Le nevicate hanno interessato gran parte del territorio regionale, con fiocchi caduti anche a quote comprese tra i 150 e i 200 metri, accompagnate da temperature in linea con il periodo.
Neve in Toscana, benefici per colture e riserve idriche
Secondo Coldiretti Toscana, la neve svolge un ruolo fondamentale per l’equilibrio dei terreni agricoli. Il manto nevoso protegge le colture durante la fase di riposo vegetativo, limita la diffusione di patogeni e parassiti nocivi, favorisce l’idratazione dei suoli e contribuisce alla ricarica delle falde acquifere in vista della stagione estiva.
Agricoltura e clima: stop alle “false primavere”

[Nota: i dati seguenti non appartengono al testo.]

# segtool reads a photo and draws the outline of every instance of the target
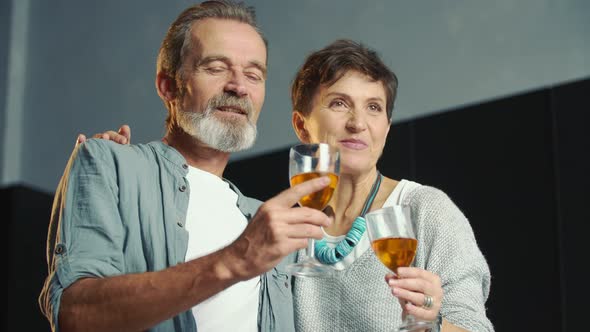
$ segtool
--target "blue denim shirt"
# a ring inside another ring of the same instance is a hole
[[[54,331],[63,290],[84,277],[158,271],[183,263],[191,188],[186,160],[152,142],[119,145],[90,139],[74,150],[55,193],[47,239],[49,274],[39,297]],[[229,182],[228,182],[229,183]],[[261,202],[238,194],[249,221]],[[194,188],[196,189],[196,188]],[[294,331],[288,257],[261,275],[260,331]],[[197,331],[191,310],[150,331]]]

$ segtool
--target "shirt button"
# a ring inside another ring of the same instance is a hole
[[[66,246],[63,244],[58,244],[57,246],[55,246],[55,254],[56,255],[61,255],[64,253],[64,251],[66,251]]]

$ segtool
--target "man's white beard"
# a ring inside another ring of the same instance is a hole
[[[256,125],[250,121],[221,120],[208,107],[203,113],[178,110],[178,126],[201,143],[222,152],[237,152],[251,147],[256,141]]]

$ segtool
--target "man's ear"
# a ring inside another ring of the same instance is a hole
[[[164,72],[159,72],[156,75],[156,89],[158,89],[160,98],[167,102],[171,102],[176,98],[176,80]]]
[[[295,134],[302,143],[309,143],[309,132],[305,128],[305,116],[297,110],[293,111],[291,118]]]

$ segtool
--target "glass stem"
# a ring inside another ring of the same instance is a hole
[[[313,239],[307,241],[307,257],[315,259],[315,241]]]

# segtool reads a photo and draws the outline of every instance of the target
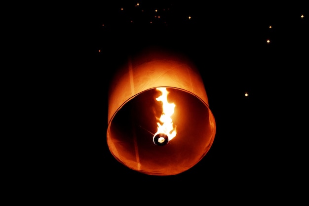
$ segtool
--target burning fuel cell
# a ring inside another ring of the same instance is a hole
[[[157,123],[157,131],[154,135],[154,143],[156,145],[165,145],[176,135],[176,127],[174,127],[171,117],[174,114],[175,104],[170,103],[167,100],[168,91],[165,87],[158,87],[157,90],[162,92],[162,95],[155,99],[162,103],[162,112]]]
[[[110,85],[107,143],[119,163],[154,175],[177,174],[210,149],[216,123],[203,80],[182,54],[143,50]]]

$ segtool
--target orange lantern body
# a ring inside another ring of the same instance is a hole
[[[115,158],[129,168],[150,175],[177,174],[210,149],[215,119],[199,73],[186,59],[162,51],[145,52],[112,81],[107,143]],[[167,92],[165,105],[172,106],[169,117],[159,88]],[[167,131],[159,128],[164,117],[171,126]]]

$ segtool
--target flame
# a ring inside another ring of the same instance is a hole
[[[163,133],[167,135],[168,141],[176,136],[177,132],[176,125],[174,126],[171,116],[174,114],[175,105],[174,103],[169,103],[167,101],[167,94],[169,92],[165,87],[157,87],[156,90],[161,91],[162,95],[155,98],[158,101],[161,101],[162,105],[162,112],[159,119],[160,122],[157,123],[157,131],[154,135],[154,137],[158,134]]]

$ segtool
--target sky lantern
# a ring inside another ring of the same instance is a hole
[[[153,175],[183,172],[210,149],[216,123],[203,80],[182,54],[146,49],[111,79],[107,140],[119,163]]]

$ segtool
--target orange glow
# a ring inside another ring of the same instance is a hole
[[[109,149],[129,168],[179,174],[213,143],[216,122],[203,80],[181,54],[151,48],[130,58],[111,80],[108,99]]]
[[[169,142],[175,137],[177,133],[176,126],[173,126],[173,120],[171,117],[174,114],[175,105],[174,103],[168,103],[167,94],[169,92],[166,88],[158,87],[156,89],[162,92],[162,95],[155,99],[156,101],[162,102],[162,112],[161,117],[158,120],[160,122],[157,123],[157,131],[154,135],[154,138],[157,134],[163,133],[167,135]]]

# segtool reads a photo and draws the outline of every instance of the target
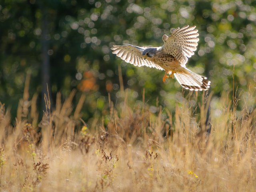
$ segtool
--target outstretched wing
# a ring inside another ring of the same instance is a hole
[[[198,30],[194,29],[196,26],[184,26],[181,29],[178,27],[168,37],[163,36],[164,45],[161,51],[166,54],[172,55],[178,60],[182,66],[185,66],[188,58],[194,54],[196,50]]]
[[[118,57],[127,63],[139,67],[145,66],[163,70],[162,67],[154,62],[143,59],[142,53],[146,48],[145,47],[140,47],[129,44],[114,45],[111,48],[111,49],[114,50],[113,53],[116,54]]]

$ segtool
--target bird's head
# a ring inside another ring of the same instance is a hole
[[[146,49],[142,52],[142,56],[145,60],[148,57],[153,57],[157,51],[157,48],[150,48]]]

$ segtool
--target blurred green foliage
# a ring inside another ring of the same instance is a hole
[[[251,0],[3,0],[0,101],[15,113],[28,73],[31,76],[30,96],[37,92],[42,98],[45,41],[52,98],[59,91],[66,98],[74,88],[80,90],[77,98],[86,93],[86,120],[95,113],[104,114],[108,92],[115,102],[123,96],[118,66],[132,103],[142,100],[144,88],[148,103],[155,105],[157,100],[173,110],[182,96],[178,82],[170,79],[163,83],[163,72],[127,64],[112,54],[110,48],[123,43],[160,46],[164,34],[186,24],[196,26],[200,35],[188,68],[208,77],[210,91],[218,96],[223,91],[232,91],[234,66],[234,87],[246,91],[256,74],[256,1]],[[44,13],[45,39],[42,38]]]

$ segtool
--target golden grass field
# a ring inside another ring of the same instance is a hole
[[[0,190],[256,188],[256,110],[249,107],[255,102],[254,92],[242,93],[233,100],[224,93],[214,98],[204,92],[200,100],[194,92],[183,94],[171,114],[157,106],[153,113],[144,100],[131,106],[128,91],[122,93],[123,101],[114,107],[110,96],[107,114],[96,116],[89,125],[80,118],[86,96],[72,106],[74,91],[62,102],[58,94],[56,106],[46,96],[51,112],[38,120],[36,96],[30,100],[25,87],[14,124],[2,103]],[[244,107],[238,111],[240,102]]]

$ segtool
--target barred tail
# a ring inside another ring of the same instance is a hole
[[[186,89],[191,91],[207,90],[210,88],[211,82],[206,77],[198,75],[188,69],[184,68],[184,71],[174,74],[178,82]]]

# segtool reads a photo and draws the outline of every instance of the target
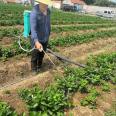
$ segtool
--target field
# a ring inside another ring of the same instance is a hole
[[[33,75],[17,43],[24,9],[0,4],[0,116],[115,116],[116,21],[52,9],[48,47],[85,68],[48,53],[55,66],[45,55]]]

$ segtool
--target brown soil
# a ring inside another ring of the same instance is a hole
[[[69,110],[66,116],[71,113],[72,116],[104,116],[104,112],[109,110],[116,101],[116,91],[112,88],[109,93],[102,92],[101,96],[97,98],[97,109],[94,110],[80,105],[80,100],[84,97],[85,95],[79,92],[73,96],[73,104],[77,107]]]

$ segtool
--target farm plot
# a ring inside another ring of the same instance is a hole
[[[0,12],[2,116],[103,116],[115,104],[116,21],[53,9],[48,47],[86,67],[63,64],[49,54],[57,66],[45,57],[42,71],[34,76],[30,54],[19,48],[16,37],[22,34],[24,9],[31,7],[0,6],[0,11],[4,9]],[[22,41],[26,48],[29,44]],[[111,114],[115,115],[115,108]]]

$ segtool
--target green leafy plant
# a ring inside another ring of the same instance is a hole
[[[7,103],[0,102],[0,116],[18,116],[18,115]]]

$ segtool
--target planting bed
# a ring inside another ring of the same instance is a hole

Il ritorno della neve in Toscana è stato accolto con fiducia dagli agricoltori, che negli ultimi anni hanno dovuto fare i conti con inverni anormalmente caldi. Le cosiddette “false primavere”, con temperature elevate e fioriture precoci, hanno esposto le colture a un maggiore rischio di gelate tardive e all’aumento di patogeni, con ricadute negative sulle produzioni agricole.
Condizioni climatiche più rigide, spiegano da Coldiretti, favoriscono invece un ciclo vegetativo più regolare e riducono le criticità per le piante.

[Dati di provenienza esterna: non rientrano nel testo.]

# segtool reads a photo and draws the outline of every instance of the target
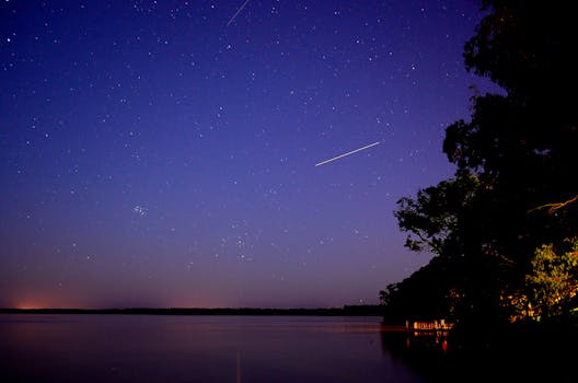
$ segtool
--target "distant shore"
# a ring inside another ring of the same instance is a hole
[[[120,315],[319,315],[382,316],[380,305],[345,305],[332,309],[254,307],[126,307],[126,309],[0,309],[0,314],[120,314]]]

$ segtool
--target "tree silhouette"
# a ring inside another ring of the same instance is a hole
[[[492,0],[482,10],[486,16],[464,47],[465,67],[505,94],[472,97],[470,120],[446,129],[442,150],[456,165],[453,178],[415,199],[402,198],[394,212],[408,248],[443,259],[444,279],[428,278],[420,290],[444,290],[437,294],[439,306],[475,326],[519,317],[512,299],[530,297],[532,283],[546,293],[536,280],[550,280],[547,272],[560,270],[556,257],[569,254],[547,253],[547,246],[578,235],[578,73],[571,59],[578,34],[571,5]],[[557,268],[536,264],[546,253]],[[434,259],[426,268],[438,268]],[[413,295],[412,277],[385,292],[391,312],[407,309],[398,302]]]

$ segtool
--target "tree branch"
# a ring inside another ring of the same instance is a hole
[[[574,196],[573,198],[564,201],[564,202],[555,202],[555,204],[546,204],[546,205],[542,205],[542,206],[539,206],[536,208],[533,208],[533,209],[530,209],[528,210],[528,212],[532,212],[534,210],[542,210],[542,209],[545,209],[545,208],[548,208],[548,211],[547,213],[548,214],[553,214],[556,210],[558,209],[562,209],[563,207],[565,207],[566,205],[570,205],[573,202],[576,202],[576,200],[578,200],[578,194],[576,196]]]

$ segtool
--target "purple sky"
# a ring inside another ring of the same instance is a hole
[[[0,306],[377,303],[428,263],[393,211],[453,173],[478,3],[0,3]]]

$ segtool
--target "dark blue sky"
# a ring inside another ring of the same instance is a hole
[[[0,306],[377,303],[430,259],[393,211],[453,173],[478,3],[243,3],[2,1]]]

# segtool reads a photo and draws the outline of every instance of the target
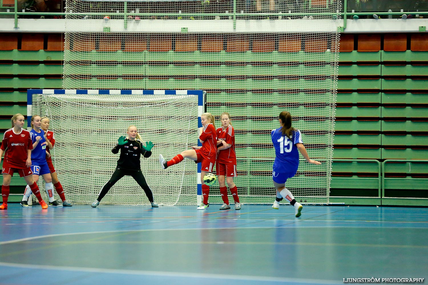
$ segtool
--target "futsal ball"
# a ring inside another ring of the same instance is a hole
[[[207,173],[204,176],[204,183],[208,186],[211,186],[217,181],[217,176],[212,173]]]

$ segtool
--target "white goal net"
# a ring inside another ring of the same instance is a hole
[[[68,200],[87,204],[98,197],[119,158],[112,148],[119,136],[127,135],[128,126],[135,125],[144,145],[149,141],[155,144],[152,156],[142,156],[141,163],[155,201],[165,205],[196,204],[195,163],[186,161],[163,170],[159,154],[172,157],[196,144],[197,95],[186,91],[156,95],[143,94],[142,91],[129,94],[120,91],[110,91],[107,94],[98,90],[88,91],[87,94],[77,94],[76,90],[64,94],[43,91],[33,95],[31,113],[51,120],[56,141],[51,151],[52,160]],[[102,202],[150,205],[131,176],[119,180]]]
[[[340,1],[66,3],[65,89],[206,91],[217,125],[223,112],[232,116],[246,203],[273,201],[270,132],[288,111],[322,164],[302,161],[287,187],[302,203],[328,203]],[[221,203],[218,184],[209,200]]]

Coldiretti Toscana: “Un inverno normale è un vantaggio per l’agricoltura”
“Finalmente un inverno normale con il ritorno della neve e del freddo, due elementi vitali per sostenere la naturale fase vegetativa delle piante e sperare in buoni raccolti”, afferma Letizia Cesani, presidente di Coldiretti Toscana.
“Negli ultimi anni l’eccezionalità è stata affrontare temperature primaverili a gennaio. Con il riscaldamento globale, la neve rappresenta un toccasana perché protegge le colture, contrasta batteri, insetti e funghi nocivi e contribuisce alla disponibilità di risorse idriche”.
Olivi e viti sotto osservazione nelle campagne toscane
Sorvegliate speciali restano olivi e viti, le colture più importanti in Toscana per estensione e impatto economico, insieme ai cereali. In questa fase dell’anno le piante si trovano in riposo vegetativo e sono naturalmente predisposte a convivere con freddo e neve.